31 Dec, 2010
by Max Blenkin
Australia finally withdrew diplomatic recognition of one the most blood-drenched regimes in human history, but not before the issue had produced deep divisions in the government of Malcolm Fraser.
Cabinet papers for 1980 - released by the National Archives of Australia under the 30-year rule - show Foreign Minister Andrew Peacock pushed for withdrawal of recognition of the murderous Khmer Rouge in Cambodia.
At the start of 1979, Vietnam had booted out the Khmer Rouge regime and installed its own government, which was speedily recognised by the countries of the Soviet bloc.
But the Khmer Rouge, waging a guerrilla war from the border regions, continued to be recognised by China, the ASEAN states, the US and many other countries including Australia.
In a submission to cabinet in July 1980, Peacock said he had chosen to maintain recognition of what was euphemistically termed "Democratic Kampuchea" mainly because of the relationship with ASEAN.
"The Australian government has supported the ASEAN objective of a political settlement in Kampuchea (Cambodia) based on the ASEAN resolution adopted by UNGA (United Nations General Assembly) last year which calls for the withdrawal of Vietnamese forces from Kampuchea and an act of self-determination by the Khmer people free from outside coercion," he wrote.
But Peacock acknowledged there was little prospect of achieving that in the short term.
He said Australia's stance would be increasingly hard to sustain because of domestic opposition to the atrocious human-rights record of the Khmer Rouge under dictator Pol Pot.
"I do not believe that the strong expression of Australian public feeling on this issue can or should be ignored in policy considerations," Peacock said.
The Khmer Rouge took over Cambodia in 1975, forcibly evacuating cities to create a brutal agrarian society in which intellectuals, professionals, government officials, ethnic Chinese and many others were murdered in what became known as the killing fields.
Estimates of the death toll go as high as three million. On Christmas Day 1978, Vietnam, finally tiring of murderous border incursions, invaded Cambodia and the Khmer Rouge government was gone within a fortnight.
Vietnam installed the government of Heng Samrin, recognised by the Soviet Union and the rest of the Eastern bloc.
In September 1979, the United Nations voted to maintain recognition of Democratic Kampuchea by a vote of 71, including Australia, to 34 against.
The Khmer Rouge's most ardent supporter was China, with which Australia was forging a growing relationship. Chinese support enabled Khmer Rouge remnants to sustain their guerilla campaign right through to the early 1990s.

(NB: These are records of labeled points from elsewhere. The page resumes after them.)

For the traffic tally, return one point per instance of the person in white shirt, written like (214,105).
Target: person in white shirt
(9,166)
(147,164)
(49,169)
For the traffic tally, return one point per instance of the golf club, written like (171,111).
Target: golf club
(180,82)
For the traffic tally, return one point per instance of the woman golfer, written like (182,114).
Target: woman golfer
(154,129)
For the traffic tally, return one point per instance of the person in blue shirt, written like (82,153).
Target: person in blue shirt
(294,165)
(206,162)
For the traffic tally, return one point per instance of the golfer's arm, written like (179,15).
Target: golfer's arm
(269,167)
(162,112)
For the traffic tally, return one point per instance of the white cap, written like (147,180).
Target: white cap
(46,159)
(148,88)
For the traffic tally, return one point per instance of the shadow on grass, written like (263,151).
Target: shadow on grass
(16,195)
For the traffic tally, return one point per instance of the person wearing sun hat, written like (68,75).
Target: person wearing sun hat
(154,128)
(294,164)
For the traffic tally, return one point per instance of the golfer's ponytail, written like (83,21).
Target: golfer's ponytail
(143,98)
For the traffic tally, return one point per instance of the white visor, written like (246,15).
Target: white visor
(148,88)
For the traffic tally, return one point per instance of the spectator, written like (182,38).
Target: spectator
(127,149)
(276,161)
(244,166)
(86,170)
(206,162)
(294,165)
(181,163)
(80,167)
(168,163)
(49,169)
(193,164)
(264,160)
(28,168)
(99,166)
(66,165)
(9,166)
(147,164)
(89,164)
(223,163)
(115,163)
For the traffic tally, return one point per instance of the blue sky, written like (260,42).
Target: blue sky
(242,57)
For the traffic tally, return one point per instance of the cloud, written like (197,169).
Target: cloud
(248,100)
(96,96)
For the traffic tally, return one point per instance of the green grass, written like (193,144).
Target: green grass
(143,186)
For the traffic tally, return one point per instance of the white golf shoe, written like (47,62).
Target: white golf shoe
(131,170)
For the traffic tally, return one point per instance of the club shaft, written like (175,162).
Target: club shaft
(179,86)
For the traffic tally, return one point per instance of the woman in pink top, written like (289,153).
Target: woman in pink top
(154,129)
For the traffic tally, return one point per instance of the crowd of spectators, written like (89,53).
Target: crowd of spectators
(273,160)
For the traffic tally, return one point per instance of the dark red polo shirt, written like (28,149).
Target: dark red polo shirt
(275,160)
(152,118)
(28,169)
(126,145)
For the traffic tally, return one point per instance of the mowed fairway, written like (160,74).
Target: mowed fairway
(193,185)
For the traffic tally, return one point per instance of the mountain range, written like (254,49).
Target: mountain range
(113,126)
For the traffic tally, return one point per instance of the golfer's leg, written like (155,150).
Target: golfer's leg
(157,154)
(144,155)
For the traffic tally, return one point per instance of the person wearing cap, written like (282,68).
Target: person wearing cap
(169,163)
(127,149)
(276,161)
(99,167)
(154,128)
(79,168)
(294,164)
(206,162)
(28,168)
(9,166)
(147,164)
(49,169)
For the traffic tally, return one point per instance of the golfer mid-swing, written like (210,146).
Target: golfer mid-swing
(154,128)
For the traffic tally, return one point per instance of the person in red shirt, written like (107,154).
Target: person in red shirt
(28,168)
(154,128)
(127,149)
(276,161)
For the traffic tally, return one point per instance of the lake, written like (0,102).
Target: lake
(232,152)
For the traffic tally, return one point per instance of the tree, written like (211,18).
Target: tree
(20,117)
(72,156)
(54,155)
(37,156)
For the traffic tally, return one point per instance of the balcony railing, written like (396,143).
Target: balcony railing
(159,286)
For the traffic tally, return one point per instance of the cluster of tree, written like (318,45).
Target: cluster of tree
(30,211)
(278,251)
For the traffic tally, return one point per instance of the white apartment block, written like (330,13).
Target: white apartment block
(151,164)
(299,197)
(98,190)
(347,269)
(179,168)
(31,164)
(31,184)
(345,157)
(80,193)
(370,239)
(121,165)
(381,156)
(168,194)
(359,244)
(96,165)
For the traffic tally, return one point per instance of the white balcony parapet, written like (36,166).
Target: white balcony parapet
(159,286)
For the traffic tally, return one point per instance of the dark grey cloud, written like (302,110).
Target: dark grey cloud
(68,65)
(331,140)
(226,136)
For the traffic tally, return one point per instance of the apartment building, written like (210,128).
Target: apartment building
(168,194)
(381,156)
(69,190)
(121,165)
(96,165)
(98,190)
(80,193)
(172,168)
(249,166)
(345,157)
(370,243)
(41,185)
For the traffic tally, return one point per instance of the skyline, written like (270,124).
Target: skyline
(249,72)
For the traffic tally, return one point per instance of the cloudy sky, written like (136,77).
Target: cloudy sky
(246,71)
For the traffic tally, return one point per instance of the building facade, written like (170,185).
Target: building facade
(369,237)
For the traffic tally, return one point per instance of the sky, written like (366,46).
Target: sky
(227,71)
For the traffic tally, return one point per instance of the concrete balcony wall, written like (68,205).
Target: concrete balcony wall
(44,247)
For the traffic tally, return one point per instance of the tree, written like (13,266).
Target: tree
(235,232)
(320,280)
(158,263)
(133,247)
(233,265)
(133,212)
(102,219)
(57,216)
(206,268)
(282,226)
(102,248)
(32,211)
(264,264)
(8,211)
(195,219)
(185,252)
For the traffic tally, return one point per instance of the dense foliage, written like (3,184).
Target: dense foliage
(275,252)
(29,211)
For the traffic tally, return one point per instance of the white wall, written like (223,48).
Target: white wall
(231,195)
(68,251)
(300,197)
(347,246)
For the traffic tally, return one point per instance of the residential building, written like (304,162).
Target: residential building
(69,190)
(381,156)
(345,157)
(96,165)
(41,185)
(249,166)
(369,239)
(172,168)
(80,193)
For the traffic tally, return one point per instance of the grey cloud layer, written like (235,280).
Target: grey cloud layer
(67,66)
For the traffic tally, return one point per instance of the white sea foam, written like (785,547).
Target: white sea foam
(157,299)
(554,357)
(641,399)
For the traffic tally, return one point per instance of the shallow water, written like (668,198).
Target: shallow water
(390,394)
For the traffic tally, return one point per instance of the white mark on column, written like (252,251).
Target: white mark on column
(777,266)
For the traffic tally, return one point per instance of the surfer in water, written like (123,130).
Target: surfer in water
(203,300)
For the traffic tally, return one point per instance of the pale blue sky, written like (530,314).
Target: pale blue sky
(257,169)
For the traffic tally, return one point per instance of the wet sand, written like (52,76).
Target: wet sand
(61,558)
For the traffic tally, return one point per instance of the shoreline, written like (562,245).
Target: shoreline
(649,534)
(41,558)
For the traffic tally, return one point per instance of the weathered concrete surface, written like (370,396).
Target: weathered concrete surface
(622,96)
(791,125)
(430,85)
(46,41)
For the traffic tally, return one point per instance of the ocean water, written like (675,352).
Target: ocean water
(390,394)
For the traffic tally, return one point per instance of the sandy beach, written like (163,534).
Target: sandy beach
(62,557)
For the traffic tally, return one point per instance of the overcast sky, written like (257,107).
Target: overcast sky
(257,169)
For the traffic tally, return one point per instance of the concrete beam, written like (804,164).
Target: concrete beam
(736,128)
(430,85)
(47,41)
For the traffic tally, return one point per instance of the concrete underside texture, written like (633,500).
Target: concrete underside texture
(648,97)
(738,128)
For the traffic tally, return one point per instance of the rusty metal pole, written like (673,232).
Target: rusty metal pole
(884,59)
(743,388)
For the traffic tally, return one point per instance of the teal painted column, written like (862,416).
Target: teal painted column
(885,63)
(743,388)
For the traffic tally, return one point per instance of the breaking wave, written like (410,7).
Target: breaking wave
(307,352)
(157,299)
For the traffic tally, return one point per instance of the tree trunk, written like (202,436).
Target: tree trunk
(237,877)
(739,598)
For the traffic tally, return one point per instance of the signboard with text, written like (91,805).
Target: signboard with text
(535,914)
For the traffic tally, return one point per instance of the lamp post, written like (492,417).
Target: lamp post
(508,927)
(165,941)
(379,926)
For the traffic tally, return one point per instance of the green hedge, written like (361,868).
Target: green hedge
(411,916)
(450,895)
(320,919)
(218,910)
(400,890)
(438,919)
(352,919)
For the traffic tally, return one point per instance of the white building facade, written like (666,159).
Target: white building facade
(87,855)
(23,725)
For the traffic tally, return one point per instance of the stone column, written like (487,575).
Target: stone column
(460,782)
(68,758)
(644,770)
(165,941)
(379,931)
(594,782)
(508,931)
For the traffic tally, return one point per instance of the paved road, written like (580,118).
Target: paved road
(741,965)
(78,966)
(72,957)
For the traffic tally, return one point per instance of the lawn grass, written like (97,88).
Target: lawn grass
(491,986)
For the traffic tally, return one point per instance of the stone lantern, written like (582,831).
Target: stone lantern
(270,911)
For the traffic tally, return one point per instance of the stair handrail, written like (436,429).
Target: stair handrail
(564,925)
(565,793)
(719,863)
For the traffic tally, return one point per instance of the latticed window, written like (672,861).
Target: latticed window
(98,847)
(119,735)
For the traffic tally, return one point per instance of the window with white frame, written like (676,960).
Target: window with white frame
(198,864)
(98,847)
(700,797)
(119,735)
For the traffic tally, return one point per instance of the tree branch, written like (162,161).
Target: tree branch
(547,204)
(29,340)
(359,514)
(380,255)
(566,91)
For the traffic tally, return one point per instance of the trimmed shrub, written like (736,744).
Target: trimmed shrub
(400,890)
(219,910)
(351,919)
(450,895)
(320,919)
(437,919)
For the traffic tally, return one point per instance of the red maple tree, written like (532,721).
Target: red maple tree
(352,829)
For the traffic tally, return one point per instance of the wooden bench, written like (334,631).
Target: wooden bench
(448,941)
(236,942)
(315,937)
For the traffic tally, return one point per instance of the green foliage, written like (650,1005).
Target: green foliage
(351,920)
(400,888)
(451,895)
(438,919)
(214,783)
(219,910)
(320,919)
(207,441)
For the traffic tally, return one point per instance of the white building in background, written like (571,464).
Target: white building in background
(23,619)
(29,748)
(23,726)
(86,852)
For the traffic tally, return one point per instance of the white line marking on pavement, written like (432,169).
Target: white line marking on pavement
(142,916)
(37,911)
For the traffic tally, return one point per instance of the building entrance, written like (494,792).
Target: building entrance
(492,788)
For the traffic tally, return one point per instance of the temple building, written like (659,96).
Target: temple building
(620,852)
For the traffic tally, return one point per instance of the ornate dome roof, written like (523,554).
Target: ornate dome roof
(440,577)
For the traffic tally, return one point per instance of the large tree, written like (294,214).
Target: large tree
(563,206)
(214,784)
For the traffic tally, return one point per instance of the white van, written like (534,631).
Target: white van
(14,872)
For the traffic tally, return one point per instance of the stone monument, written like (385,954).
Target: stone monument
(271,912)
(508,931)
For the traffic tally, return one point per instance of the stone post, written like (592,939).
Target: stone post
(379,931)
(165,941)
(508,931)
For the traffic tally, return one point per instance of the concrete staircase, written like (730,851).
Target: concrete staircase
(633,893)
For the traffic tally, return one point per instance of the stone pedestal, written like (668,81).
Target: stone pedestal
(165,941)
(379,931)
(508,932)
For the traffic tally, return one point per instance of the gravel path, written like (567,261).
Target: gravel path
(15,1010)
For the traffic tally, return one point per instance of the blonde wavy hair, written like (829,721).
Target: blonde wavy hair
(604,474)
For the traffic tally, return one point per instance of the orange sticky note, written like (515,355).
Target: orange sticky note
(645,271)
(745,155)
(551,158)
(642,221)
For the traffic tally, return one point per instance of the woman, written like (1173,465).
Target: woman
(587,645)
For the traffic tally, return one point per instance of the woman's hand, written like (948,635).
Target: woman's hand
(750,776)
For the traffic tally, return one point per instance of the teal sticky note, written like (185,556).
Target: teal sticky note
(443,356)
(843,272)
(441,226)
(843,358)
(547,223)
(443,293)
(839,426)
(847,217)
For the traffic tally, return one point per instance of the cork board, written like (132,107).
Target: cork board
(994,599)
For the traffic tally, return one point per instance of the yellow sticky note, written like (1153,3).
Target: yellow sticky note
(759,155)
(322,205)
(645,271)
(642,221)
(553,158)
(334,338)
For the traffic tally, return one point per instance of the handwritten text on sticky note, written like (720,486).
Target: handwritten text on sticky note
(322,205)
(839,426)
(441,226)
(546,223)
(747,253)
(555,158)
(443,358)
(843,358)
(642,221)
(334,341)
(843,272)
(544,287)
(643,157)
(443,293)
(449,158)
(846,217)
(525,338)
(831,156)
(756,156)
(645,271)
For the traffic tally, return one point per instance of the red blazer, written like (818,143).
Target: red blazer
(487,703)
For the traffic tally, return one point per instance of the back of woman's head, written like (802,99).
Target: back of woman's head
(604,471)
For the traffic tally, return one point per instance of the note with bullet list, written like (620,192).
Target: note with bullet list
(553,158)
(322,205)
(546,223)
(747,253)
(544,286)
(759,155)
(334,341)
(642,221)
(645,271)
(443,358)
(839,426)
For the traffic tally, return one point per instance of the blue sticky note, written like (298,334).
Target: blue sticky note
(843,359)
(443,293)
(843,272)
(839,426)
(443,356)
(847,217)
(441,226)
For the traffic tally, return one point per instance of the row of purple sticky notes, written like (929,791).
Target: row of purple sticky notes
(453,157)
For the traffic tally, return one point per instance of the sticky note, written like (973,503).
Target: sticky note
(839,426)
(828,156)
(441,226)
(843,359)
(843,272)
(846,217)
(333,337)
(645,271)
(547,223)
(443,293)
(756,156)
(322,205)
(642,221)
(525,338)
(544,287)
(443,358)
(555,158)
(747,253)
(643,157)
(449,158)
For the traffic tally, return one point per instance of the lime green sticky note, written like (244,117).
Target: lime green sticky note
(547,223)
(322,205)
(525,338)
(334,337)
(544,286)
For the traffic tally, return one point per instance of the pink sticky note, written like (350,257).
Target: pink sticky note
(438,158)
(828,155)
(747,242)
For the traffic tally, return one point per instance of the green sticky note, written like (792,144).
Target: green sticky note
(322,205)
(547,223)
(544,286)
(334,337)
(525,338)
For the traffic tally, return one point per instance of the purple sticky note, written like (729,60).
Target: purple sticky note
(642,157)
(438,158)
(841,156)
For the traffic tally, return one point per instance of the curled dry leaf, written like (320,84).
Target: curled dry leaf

At the same time, Prime Minister Fraser was orchestrating growing Australian opposition to the Soviet Union over its invasion of Afghanistan.
In his submission to cabinet, Peacock said domestic revulsion against the atrocities of Pol Pot should be properly reflected in Australia's foreign policy stance.
But that needed to be done in a manner that minimised damage to relations with ASEAN nations, while maintaining pressure on Vietnam to reach a political settlement.
Peacock said backing Democratic Kampuchea as the legitimate holder of Cambodia's seat at the UN was an important part of this.
Cabinet decided on September 23 to recognise Khmer Rouge credentials at the upcoming meeting of the UN General Assembly, but this recognition was to be short-term.
Australia finally withdrew its recognition on February 14, 1981.
Archives historical consultant Jim Stokes said this issue strained the already uneasy relationship between Peacock and Fraser, although the extent wasn't revealed until some time later.
Veteran journalist Paul Kelly, guest speaker at the launch of the 1980 cabinet papers, said on the afternoon of September 11, 1980, Peacock had gone to Fraser's office and threatened to resign.
The threat came just after cabinet had endorsed Fraser's decision to go to the polls on October 18 but before he could visit the Governor-General to launch the election process.
Peacock offered Fraser three options: he could resign, Fraser could have cabinet change the policy, or Peacock would stay silent in the campaign but refuse a portfolio post-election.
Kelly said Primary Industry Minister Peter Nixon sorted out the deal with Peacock whereby Australia would vote in favour of Democratic Kampuchea's credentials in the UN but later announce it planned to withdraw recognition.